Exhibition curator: Johann Kräftner
Following his studies in architecture, art history and curating, Johann Kräftner was a writer and photographer for art magazine, Parnass. In 1998, he was named Head of the Artistic Design Department of the Vienna University of Technology. Since 2004, he has been the director of the Princely Collections, in both Vienna and Vaduz.
Research advisor at the Caumont Centre d’Art: Denis Coutagne
Writer, art historian and philosopher by profession, Denis Coutagne is honorary head curator of heritage. He is also the president of the Société Paul Cezanne.
Additional Information from The Princely Collections
The exhibition at the Caumont Centre d’Art begins with treasures from the early Renaissance, a period in which the late medieval artistic forms of expression underwent a change, as demonstrated here by examples of major importance. The wonderful Venus (1531) of Lukas Cranach the Elder and his St Christopher already have a very natural physical presence, foreshadowing future developments in painting. The painters of that time increasingly turned their attention to the portrayal of human beings, putting the individual in the foreground, as attested by the Portrait of a Man (c. 1502–1504) by Raphael or the Tax Collectors by Quentin Massys. It is particularly in the genre of Renaissance portraiture that the Princely Collections possess superb recently acquired works, some of which have never been shown in public before, including examples by Jan Gossaert, Alonso Sanchez Coello, Rosso Fiorentino and Antonis Mor. The art of the sixteenth century concludes in this section with a Mannerist painting by Cornelis Cornelisz. van Haarlem (St Sebastian, 1591).
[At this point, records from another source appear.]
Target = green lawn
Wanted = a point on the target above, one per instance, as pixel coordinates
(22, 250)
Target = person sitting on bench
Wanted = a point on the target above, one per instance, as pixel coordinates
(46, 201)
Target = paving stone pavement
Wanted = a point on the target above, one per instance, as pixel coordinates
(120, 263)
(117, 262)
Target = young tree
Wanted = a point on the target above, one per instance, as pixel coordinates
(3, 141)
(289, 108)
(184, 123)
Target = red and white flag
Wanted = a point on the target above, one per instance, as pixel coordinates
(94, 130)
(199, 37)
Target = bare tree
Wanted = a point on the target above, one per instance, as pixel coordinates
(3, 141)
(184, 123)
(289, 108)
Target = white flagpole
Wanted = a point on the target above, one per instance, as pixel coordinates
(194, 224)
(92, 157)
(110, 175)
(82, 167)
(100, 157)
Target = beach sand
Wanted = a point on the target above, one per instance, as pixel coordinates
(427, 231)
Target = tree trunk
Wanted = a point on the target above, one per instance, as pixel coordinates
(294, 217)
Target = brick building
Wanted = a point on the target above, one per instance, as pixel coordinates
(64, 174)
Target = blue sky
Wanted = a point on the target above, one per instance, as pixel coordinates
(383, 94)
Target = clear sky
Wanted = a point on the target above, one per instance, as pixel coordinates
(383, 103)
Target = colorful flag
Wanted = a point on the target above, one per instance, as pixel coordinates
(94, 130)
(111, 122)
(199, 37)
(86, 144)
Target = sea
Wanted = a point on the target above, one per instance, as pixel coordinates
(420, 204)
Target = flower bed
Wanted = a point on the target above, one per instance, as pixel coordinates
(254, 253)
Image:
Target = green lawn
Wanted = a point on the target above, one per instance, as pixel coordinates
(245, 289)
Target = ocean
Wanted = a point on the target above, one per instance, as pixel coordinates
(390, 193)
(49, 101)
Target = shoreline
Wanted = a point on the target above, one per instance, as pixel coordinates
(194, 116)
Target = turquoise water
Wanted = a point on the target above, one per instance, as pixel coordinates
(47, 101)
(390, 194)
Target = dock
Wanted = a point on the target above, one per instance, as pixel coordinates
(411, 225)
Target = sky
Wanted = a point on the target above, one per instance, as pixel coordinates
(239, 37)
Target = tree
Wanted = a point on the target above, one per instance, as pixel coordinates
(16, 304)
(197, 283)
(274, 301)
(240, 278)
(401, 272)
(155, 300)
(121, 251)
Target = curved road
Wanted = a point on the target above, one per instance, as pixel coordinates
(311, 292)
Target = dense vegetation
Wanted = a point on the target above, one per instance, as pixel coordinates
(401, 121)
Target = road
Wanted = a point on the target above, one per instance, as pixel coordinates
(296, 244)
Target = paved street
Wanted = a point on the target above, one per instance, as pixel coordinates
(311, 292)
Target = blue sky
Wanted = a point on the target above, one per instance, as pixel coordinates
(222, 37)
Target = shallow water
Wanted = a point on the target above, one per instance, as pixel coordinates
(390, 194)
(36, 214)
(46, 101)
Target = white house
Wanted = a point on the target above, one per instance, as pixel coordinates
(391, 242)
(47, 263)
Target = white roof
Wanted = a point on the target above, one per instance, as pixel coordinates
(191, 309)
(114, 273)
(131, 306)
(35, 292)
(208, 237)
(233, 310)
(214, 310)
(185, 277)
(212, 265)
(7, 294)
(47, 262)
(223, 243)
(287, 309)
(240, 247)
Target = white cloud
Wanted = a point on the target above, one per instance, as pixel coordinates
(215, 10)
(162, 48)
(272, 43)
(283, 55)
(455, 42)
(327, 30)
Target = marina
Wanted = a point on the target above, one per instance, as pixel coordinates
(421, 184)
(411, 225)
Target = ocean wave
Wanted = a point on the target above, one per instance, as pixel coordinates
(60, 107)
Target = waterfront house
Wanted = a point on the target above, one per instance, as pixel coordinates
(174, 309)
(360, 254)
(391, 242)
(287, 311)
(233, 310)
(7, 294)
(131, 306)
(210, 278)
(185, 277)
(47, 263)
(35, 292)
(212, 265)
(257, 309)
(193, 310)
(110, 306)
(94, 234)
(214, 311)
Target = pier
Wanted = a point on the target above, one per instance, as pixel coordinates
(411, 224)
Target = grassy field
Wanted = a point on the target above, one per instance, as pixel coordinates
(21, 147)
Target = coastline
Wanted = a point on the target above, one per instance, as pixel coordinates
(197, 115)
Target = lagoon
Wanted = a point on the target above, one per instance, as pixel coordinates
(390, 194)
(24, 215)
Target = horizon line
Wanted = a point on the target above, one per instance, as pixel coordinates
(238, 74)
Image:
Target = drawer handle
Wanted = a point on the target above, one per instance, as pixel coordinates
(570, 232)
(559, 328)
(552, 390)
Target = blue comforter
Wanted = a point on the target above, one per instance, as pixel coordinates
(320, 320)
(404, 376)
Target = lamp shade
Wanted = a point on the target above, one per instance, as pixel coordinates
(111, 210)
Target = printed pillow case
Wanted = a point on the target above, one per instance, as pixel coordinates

Peter Paul Rubens was one of the foremost painters of his time. The exhibition contains a number of his works including the masterly painting Mars and Rhea Silvia (c. 1616/17), which has been in the collections since 1710 and can be admired side by side with the oil sketch on which it is based, a work acquired in 1977. In addition, the unique Portrait of Clara Serena Rubens (1611–1623) (1616) gives a wholly personal insight into the way this great master of the Flemish Baroque worked.
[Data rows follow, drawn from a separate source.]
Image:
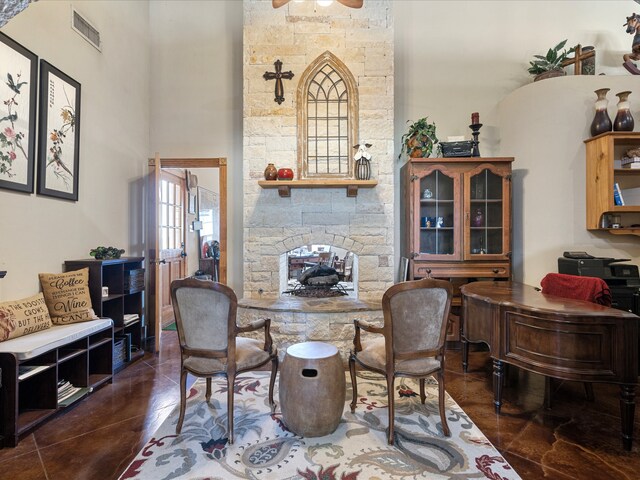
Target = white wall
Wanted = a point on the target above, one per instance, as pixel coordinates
(451, 59)
(544, 124)
(455, 58)
(196, 96)
(38, 233)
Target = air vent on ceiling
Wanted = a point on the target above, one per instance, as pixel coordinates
(85, 29)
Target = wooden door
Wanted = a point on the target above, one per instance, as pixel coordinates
(171, 238)
(157, 282)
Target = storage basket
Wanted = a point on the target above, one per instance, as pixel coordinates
(134, 280)
(121, 351)
(457, 149)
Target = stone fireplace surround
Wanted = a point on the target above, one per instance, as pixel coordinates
(297, 34)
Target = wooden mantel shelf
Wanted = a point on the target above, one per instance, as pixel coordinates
(284, 186)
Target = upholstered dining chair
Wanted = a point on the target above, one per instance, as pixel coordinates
(409, 344)
(210, 341)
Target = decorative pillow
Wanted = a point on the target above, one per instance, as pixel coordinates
(20, 317)
(67, 296)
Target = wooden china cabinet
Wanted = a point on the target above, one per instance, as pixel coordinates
(456, 222)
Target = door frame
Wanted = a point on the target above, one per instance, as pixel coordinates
(155, 165)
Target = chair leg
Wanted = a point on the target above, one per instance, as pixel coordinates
(183, 399)
(354, 384)
(548, 387)
(443, 417)
(272, 382)
(588, 391)
(231, 380)
(390, 397)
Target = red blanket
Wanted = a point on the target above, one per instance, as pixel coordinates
(591, 289)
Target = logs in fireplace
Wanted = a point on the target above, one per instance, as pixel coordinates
(318, 281)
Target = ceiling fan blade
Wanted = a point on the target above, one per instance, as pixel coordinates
(350, 3)
(279, 3)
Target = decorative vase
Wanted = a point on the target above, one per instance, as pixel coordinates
(624, 119)
(271, 172)
(363, 169)
(478, 219)
(285, 174)
(601, 122)
(549, 74)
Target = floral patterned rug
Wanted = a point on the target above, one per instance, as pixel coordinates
(357, 450)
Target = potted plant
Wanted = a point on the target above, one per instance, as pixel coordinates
(420, 139)
(550, 65)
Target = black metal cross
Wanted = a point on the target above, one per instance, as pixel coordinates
(278, 75)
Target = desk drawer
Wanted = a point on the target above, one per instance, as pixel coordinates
(449, 270)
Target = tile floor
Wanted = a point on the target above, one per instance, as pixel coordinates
(577, 439)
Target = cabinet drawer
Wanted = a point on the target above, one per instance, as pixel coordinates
(447, 270)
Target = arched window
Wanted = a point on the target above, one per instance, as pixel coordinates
(327, 104)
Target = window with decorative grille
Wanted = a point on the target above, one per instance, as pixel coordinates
(327, 124)
(327, 119)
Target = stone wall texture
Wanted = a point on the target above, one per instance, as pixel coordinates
(297, 34)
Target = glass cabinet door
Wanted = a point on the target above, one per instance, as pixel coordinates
(487, 232)
(438, 231)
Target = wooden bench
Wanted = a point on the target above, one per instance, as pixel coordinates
(33, 365)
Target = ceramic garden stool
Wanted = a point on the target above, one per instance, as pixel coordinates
(312, 389)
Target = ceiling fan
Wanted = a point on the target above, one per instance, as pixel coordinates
(346, 3)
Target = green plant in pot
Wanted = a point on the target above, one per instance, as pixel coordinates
(420, 139)
(550, 65)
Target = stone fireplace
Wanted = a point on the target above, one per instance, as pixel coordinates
(297, 35)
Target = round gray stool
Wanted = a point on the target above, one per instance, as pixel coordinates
(312, 389)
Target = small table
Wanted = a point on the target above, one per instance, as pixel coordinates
(312, 389)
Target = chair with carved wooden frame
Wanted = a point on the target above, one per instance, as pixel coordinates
(411, 343)
(210, 341)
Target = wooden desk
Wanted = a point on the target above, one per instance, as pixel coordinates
(553, 336)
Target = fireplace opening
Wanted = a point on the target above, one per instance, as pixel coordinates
(319, 271)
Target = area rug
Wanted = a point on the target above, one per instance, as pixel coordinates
(357, 450)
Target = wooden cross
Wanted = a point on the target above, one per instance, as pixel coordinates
(278, 75)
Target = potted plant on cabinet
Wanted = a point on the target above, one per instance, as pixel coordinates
(550, 65)
(420, 139)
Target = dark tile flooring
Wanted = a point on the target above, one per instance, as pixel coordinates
(97, 438)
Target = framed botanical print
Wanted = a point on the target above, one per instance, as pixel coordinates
(18, 77)
(59, 134)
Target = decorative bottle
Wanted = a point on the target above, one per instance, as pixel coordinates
(271, 172)
(601, 121)
(624, 119)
During the seventeenth century, genres that had hitherto been disregarded were accorded new value or even became established for the first time, including landscape painting as a genre in its own right, genre scenes from daily life and the still life. The Princely Collections also possess treasures from these fields: an early work by Rembrandt, Cupid with the Soap Bubble, and still lifes in the best tradition of Flemish painting, displayed alongside some of the finest portraiture of the time by Frans Hals and Anthony van Dyck.
The penultimate section of the exhibition is devoted to the eighteenth and early nineteenth century. Giovanni Paolo Pannini (Capriccio with the Principal Monuments and Sculptures of Ancient Rome, 1735) and Hubert Robert (Capriccio with the Pantheon and the Porto di Ripetta, 1761) created monumental landscapes and urban vedutas into which they integrated historic edifices from classical times. By contrast, Joseph Vernet preferred to place his Bathers in a more exotic setting observed faithfully from nature.
The exhibition concludes with an evocation of the aristocratic milieu in Vienna during the eighteenth and nineteenth century, with insights into the world of Neoclassicism and Biedermeier. Portraits by the French artist Elisabeth Vigée-Lebrun, who was commissioned by Prince Alois I von Liechtenstein to paint a likeness of his wife as Iris, the messenger of the gods, together with a charming depiction of the future emperor Franz Joseph I as a miniature grenadier playing with his toy soldiers stand for the beginning of an epoch that was to be of decisive political and artistic importance.
The exhibition is divided into ten subject areas which among many other aspects also provide the visitor with insights into the history of the family and the collections of one of Europe’s foremost noble dynasties.